What is in this article?:
• Despite a lack of control of the weather, some contend the answer to improved and sustainable yields is providing water to the crop when it needs it the most.
• There are a number of reasons why growers don’t irrigate crops in the Southeast, but irrigation specialists contend modern technology and financial flexibility have for the most part overcome these long-standing taboos.
IRRIGATION CAN ROUTINELY add up to 100 bushels of corn per acre, according to irrigation specialists in the Southeast.
While the demand and price for local grains continues to soar in the Upper Southeast, for the most part long-term average yields of corn and other grain crops remain steady at best and in the case of corn, in some states, actually have declined over the past 10 years.
The biggest cause for the lack of growth in grain yields is clearly highly fluctuating weather patterns over the past decade or so.
Despite a lack of control of the weather, some contend the answer to improved and sustainable yields is providing water to the crop when it needs it the most.
There are a number of reasons why growers don’t irrigate crops in the Southeast, but irrigation specialists contend modern technology and financial flexibility have for the most part overcome these long-standing taboos.

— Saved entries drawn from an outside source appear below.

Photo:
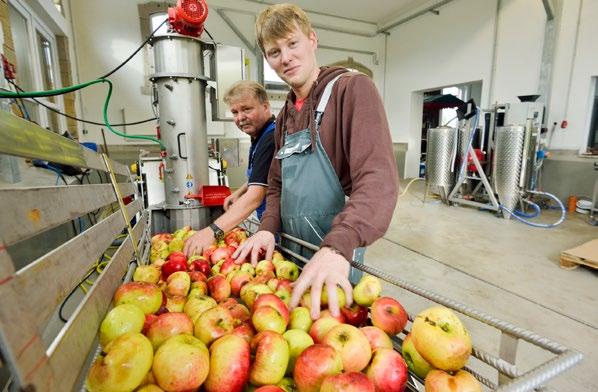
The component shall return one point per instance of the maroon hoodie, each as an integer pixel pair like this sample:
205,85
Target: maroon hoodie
355,135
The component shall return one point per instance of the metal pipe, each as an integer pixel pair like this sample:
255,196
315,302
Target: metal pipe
411,17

The onset of transgenic crops and other production variables have pushed the average size of farming operations across the region up over the past decade.
What used to be an average size grain operation at the turn of the century is now small by comparison.
Despite so many growers increasing the total acreage they farm, the region is still predominantly made up of small fields, many of them with varying topography, shape and soil types.
Mike Mills, Southeast territory manager for Reinke Irrigation says GPS technology, optional equipment on existing irrigation systems and new technology on new equipment all play a part of solving the problem of small and irregular shaped fields.
For a grower with a couple thousand acres of grain cropland, made up of a hundred or so small, irregular shaped fields, there are several options for putting these areas under irrigation. However, Mills says, the first question to ask is, do I have water available? The second question is how affordable is this water?
“We have design technology available now that doesn’t require that a center pivot system, for example, use the full circle. These systems can be designed to use a part of the circle and adapt to different shapes of fields to fit into the design,” Mills says.
Mills adds that having fields scattered out over a large geographic area is no longer a problem. Reinke for example, can place one telemetry system and work off it for up to 15 miles.
Typically, a dealer will do a path study and determine what type equipment is needed based on the terrain. In some parts of the country, it may be possible to extend that distance to 150 miles.